XIV. LES SONS HAUTS ET LES SONS BAS

LE HAUT ET LE BAS DU CLAVIER

    Je remarquais un jour dans un opéra une gamme descendante vocalisée, une roulade, sur ces mots : Je roulais dans l’abîme, dont l’intention imitative est des plus plaisantes.

    Il est clair que le musicien a pensé qu’une roulade descendante exprimait parfaitement le mouvement d’un corps roulant de haut en bas. Les notes écrites sur la portée représentent en effet à l’œil cette direction descendante ; si le système de la musique chiffrée venait à prévaloir, les signes de l’écriture musicale ne parleraient plus ainsi à l’œil.
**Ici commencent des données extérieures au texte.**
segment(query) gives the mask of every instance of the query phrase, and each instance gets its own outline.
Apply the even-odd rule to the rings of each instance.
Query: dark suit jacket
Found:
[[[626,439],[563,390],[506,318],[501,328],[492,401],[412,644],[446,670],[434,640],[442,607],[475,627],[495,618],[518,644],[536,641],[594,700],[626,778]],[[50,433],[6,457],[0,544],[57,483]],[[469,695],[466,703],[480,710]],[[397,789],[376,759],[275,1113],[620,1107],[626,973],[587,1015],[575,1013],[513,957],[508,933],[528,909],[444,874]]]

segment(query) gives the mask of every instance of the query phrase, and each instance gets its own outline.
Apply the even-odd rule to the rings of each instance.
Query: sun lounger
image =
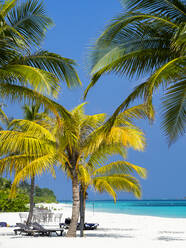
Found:
[[[57,236],[62,236],[64,228],[57,228],[57,229],[48,229],[44,228],[37,222],[32,223],[33,230],[38,231],[43,236],[50,236],[52,233],[55,233]]]
[[[70,225],[70,218],[65,219],[65,223],[60,223],[59,226],[64,229],[68,229]],[[98,223],[85,223],[84,230],[95,230],[99,226]],[[77,224],[77,230],[80,230],[80,223]]]
[[[14,229],[15,235],[26,234],[29,236],[34,236],[35,234],[38,234],[37,230],[34,230],[30,226],[23,224],[23,223],[16,223],[16,227],[19,227],[19,228]]]

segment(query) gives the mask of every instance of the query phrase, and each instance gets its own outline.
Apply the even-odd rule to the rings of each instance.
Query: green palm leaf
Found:
[[[38,0],[27,0],[16,5],[8,13],[7,19],[29,46],[40,45],[47,28],[53,24],[45,13],[43,3],[39,3]]]
[[[186,130],[186,81],[168,88],[163,100],[163,130],[169,144]]]

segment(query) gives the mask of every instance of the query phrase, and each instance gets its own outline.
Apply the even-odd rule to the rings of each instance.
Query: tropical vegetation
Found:
[[[91,82],[85,96],[106,73],[144,78],[114,116],[137,98],[152,108],[163,90],[162,129],[169,144],[186,127],[186,7],[183,0],[121,0],[123,13],[105,28],[90,55]]]
[[[60,80],[68,87],[81,82],[73,60],[41,50],[46,31],[53,25],[43,2],[1,1],[0,21],[0,97],[39,102],[56,112],[58,104],[45,96],[57,96]]]
[[[11,130],[0,132],[1,154],[3,155],[0,159],[0,173],[6,170],[10,174],[15,172],[12,196],[15,195],[19,182],[25,178],[45,171],[50,171],[55,176],[54,165],[61,168],[71,178],[73,206],[67,236],[76,236],[79,217],[79,183],[87,183],[90,179],[85,162],[88,160],[87,165],[91,170],[96,166],[100,167],[109,155],[118,154],[125,158],[126,149],[143,151],[145,147],[144,133],[133,123],[134,119],[146,116],[145,105],[135,106],[121,113],[115,119],[107,135],[103,131],[106,115],[85,115],[83,106],[84,104],[77,106],[68,112],[68,118],[63,116],[57,121],[54,121],[54,118],[40,123],[22,119],[13,120],[10,123]],[[117,167],[118,170],[119,168],[122,170],[122,163],[116,165],[115,169]],[[132,164],[126,166],[125,163],[125,173],[126,168],[128,172],[133,168],[142,175],[143,169],[140,172],[140,169]],[[108,182],[106,183],[101,178],[95,178],[95,180],[97,180],[95,185],[99,191],[112,193]],[[117,187],[119,189],[119,183],[116,186],[117,180],[110,179],[113,189]],[[106,187],[103,187],[104,184]],[[140,196],[139,184],[132,176],[125,175],[122,187]]]
[[[25,212],[28,211],[29,195],[31,185],[26,181],[22,182],[17,189],[15,198],[10,198],[12,182],[0,177],[0,212]],[[34,202],[56,202],[54,192],[48,188],[35,187]]]

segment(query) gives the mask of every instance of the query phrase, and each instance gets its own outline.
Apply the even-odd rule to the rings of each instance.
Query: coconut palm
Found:
[[[127,148],[142,151],[145,147],[143,132],[133,124],[135,118],[146,115],[143,105],[121,113],[107,135],[102,131],[106,115],[85,115],[83,106],[84,104],[68,112],[70,119],[64,116],[60,121],[54,122],[52,119],[40,124],[28,120],[14,120],[10,125],[12,131],[0,132],[0,152],[3,156],[0,160],[0,172],[6,169],[10,173],[15,171],[12,195],[15,194],[20,180],[40,175],[47,170],[55,174],[53,165],[64,170],[72,180],[73,205],[72,220],[67,232],[69,237],[76,236],[83,161],[95,153],[98,147],[100,152],[123,157]],[[114,144],[115,148],[112,148]],[[18,155],[14,155],[15,153]],[[97,162],[100,163],[101,160],[98,160],[95,153],[92,159],[89,159],[89,165],[96,166]]]
[[[116,149],[112,145],[110,150]],[[97,160],[107,160],[107,154],[99,147],[90,157],[90,160],[96,155]],[[110,154],[109,154],[110,155]],[[90,167],[90,162],[84,164],[80,170],[81,187],[80,187],[80,235],[84,236],[83,229],[85,223],[85,201],[87,189],[92,186],[94,190],[103,193],[107,192],[116,202],[116,191],[132,192],[135,197],[141,197],[141,187],[139,181],[132,176],[134,172],[142,178],[146,177],[146,170],[140,166],[131,164],[125,160],[111,162],[106,165],[99,165]],[[84,178],[84,175],[88,175]]]
[[[9,120],[8,120],[7,115],[3,111],[3,105],[4,104],[0,104],[0,121],[2,124],[8,125]],[[0,130],[3,130],[2,126],[0,126]]]
[[[80,85],[80,80],[73,60],[41,50],[53,24],[42,1],[1,1],[0,21],[0,97],[42,102],[54,109],[45,96],[57,96],[60,80],[68,87]]]
[[[44,112],[40,112],[40,105],[39,104],[33,104],[32,106],[29,106],[25,104],[23,106],[24,110],[24,119],[33,121],[36,123],[42,122],[45,118],[47,118],[47,112],[46,110]],[[31,176],[31,187],[30,187],[30,207],[29,207],[29,214],[27,218],[27,225],[29,225],[32,221],[33,217],[33,210],[34,210],[34,190],[35,190],[35,175],[33,174]]]
[[[163,88],[162,128],[171,144],[185,133],[186,9],[182,0],[121,0],[124,11],[114,18],[91,52],[92,80],[85,91],[110,72],[147,77],[117,108],[115,116],[136,98],[152,105]]]

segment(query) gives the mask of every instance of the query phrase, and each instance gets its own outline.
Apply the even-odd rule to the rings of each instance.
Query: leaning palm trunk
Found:
[[[80,187],[80,237],[84,237],[85,224],[85,192],[83,186]]]
[[[28,219],[26,224],[29,225],[32,221],[33,211],[34,211],[34,188],[35,188],[35,177],[31,178],[31,188],[30,188],[30,209],[28,214]]]
[[[73,178],[72,178],[72,197],[73,197],[72,218],[67,232],[67,237],[76,237],[76,229],[79,218],[79,205],[80,205],[79,182],[78,182],[78,175],[76,172],[73,173]]]

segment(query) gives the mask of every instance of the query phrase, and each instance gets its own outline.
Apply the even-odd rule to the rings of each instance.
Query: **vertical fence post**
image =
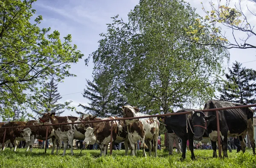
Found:
[[[3,150],[4,147],[4,140],[5,139],[5,136],[6,134],[6,128],[4,128],[4,132],[3,133],[3,144],[2,144],[2,150]]]
[[[217,120],[217,132],[218,135],[218,148],[219,157],[221,157],[221,135],[220,134],[220,120],[218,116],[218,110],[216,111],[216,119]]]
[[[110,155],[112,154],[112,151],[113,149],[113,121],[111,121],[111,133],[110,134]]]
[[[47,138],[48,138],[48,127],[49,126],[46,126],[46,137],[45,137],[45,144],[44,145],[44,154],[46,154],[46,150],[47,149],[47,144],[48,144],[48,142],[47,142]]]

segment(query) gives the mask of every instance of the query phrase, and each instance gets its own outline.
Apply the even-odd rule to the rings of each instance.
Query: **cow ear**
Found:
[[[133,108],[136,112],[139,112],[140,111],[140,109],[137,107],[134,107]]]
[[[95,119],[95,118],[96,118],[96,117],[97,117],[97,116],[93,116],[92,117],[91,117],[91,119],[93,120],[93,119]]]
[[[209,116],[205,116],[204,119],[206,121],[211,121],[213,120],[216,118],[216,116],[213,115],[211,115]]]
[[[194,114],[195,114],[195,110],[193,110],[191,112],[191,114],[193,115]]]

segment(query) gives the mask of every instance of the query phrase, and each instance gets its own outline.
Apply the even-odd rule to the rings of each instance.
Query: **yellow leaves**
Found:
[[[208,15],[206,15],[204,17],[204,20],[210,20],[209,16]]]

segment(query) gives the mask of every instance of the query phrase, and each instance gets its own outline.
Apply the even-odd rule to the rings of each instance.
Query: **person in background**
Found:
[[[140,150],[140,140],[137,141],[137,150]]]
[[[157,149],[161,150],[162,146],[162,137],[160,136],[160,134],[158,136],[158,139],[157,140]]]
[[[50,145],[50,143],[49,142],[49,140],[47,140],[47,141],[46,141],[46,146],[45,146],[45,148],[46,148],[47,149],[49,148],[49,145]]]
[[[38,149],[41,149],[43,140],[38,140]]]
[[[240,143],[240,140],[236,136],[234,137],[234,143],[235,144],[237,148],[237,149],[236,149],[236,152],[239,152],[240,150],[242,149],[242,147],[241,147],[241,144]]]
[[[95,143],[93,146],[93,150],[97,150],[97,149],[98,149],[98,144]]]
[[[167,135],[169,138],[169,155],[172,154],[172,152],[173,151],[173,142],[174,141],[175,141],[175,143],[176,144],[177,153],[181,153],[180,146],[179,143],[179,140],[177,135],[173,132],[173,131],[169,129],[167,131]]]

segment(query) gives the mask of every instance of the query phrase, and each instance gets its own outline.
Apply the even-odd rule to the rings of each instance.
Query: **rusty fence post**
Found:
[[[111,121],[111,133],[110,134],[110,155],[112,154],[112,151],[113,149],[113,121]]]
[[[217,120],[217,132],[218,135],[218,148],[219,157],[221,157],[221,135],[220,134],[220,120],[218,116],[218,110],[216,111],[216,119]]]
[[[49,126],[46,126],[46,137],[45,137],[45,144],[44,145],[44,154],[46,154],[46,150],[47,149],[47,144],[48,144],[48,142],[47,142],[47,138],[48,138],[48,129]]]
[[[2,151],[3,150],[4,147],[4,140],[5,139],[5,136],[6,134],[6,128],[4,128],[4,132],[3,133],[3,144],[2,144]]]

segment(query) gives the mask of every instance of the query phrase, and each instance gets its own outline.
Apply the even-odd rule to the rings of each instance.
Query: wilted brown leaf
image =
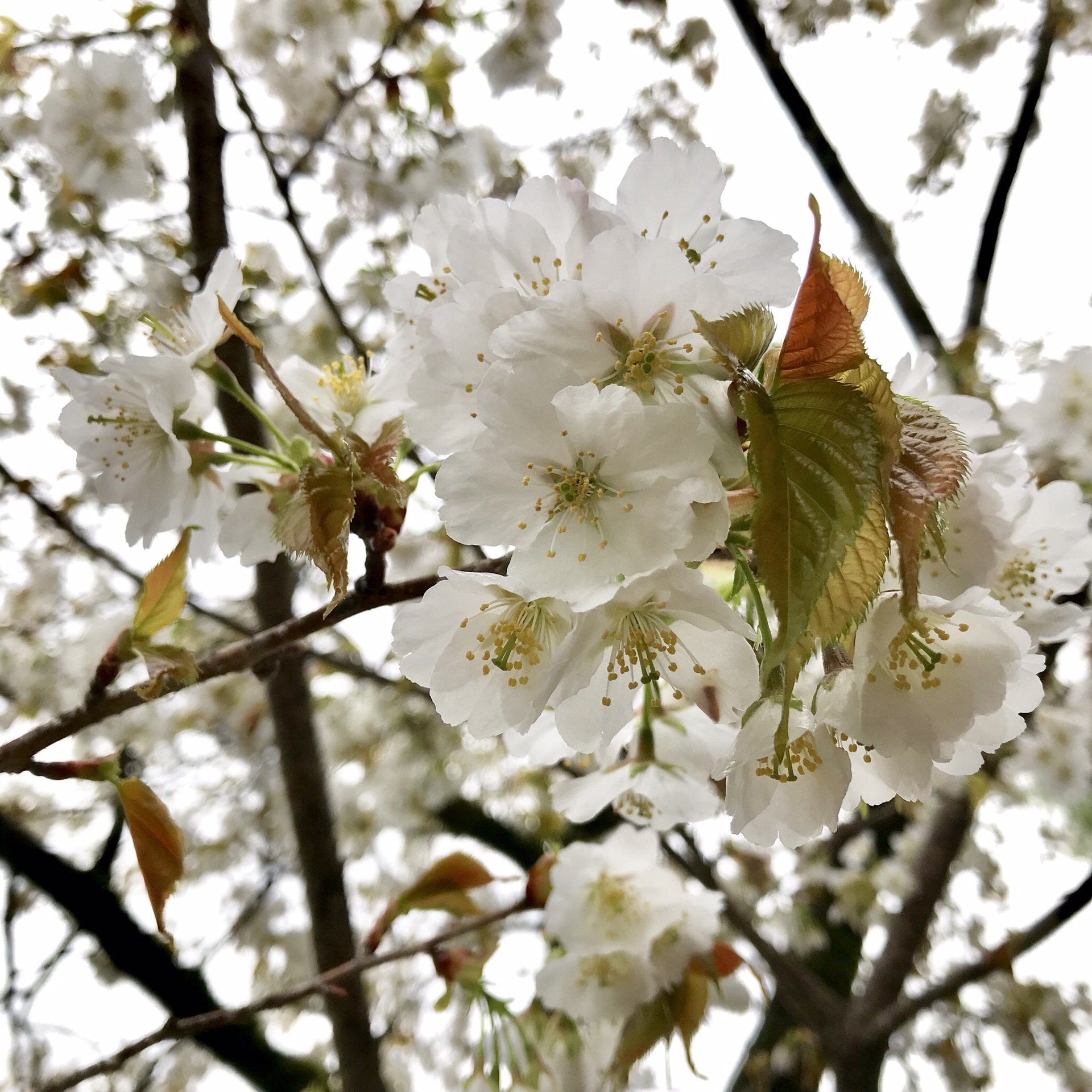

Bien plus, si, par un caprice de l’exécutant lecteur, il venait à tenir son cahier de musique à rebours, les notes représenteraient au contraire un mouvement ascendant.

    N’est-il pas pitoyable que l’on puisse citer en musique de nombreux exemples de ces enfantillages causés par une fausse interprétation des mots ?

    On dit monter, descendre, pour exprimer le mouvement des corps qui s’éloignent du centre de la terre ou qui s’en rapprochent. Je défie que l’on trouve un autre sens à ces deux verbes. Or, le son, impondérable comme l’électricité, comme la lumière, peut-il, en tant que son plus ou moins grave, se rapprocher ou s’éloigner du centre de la terre ?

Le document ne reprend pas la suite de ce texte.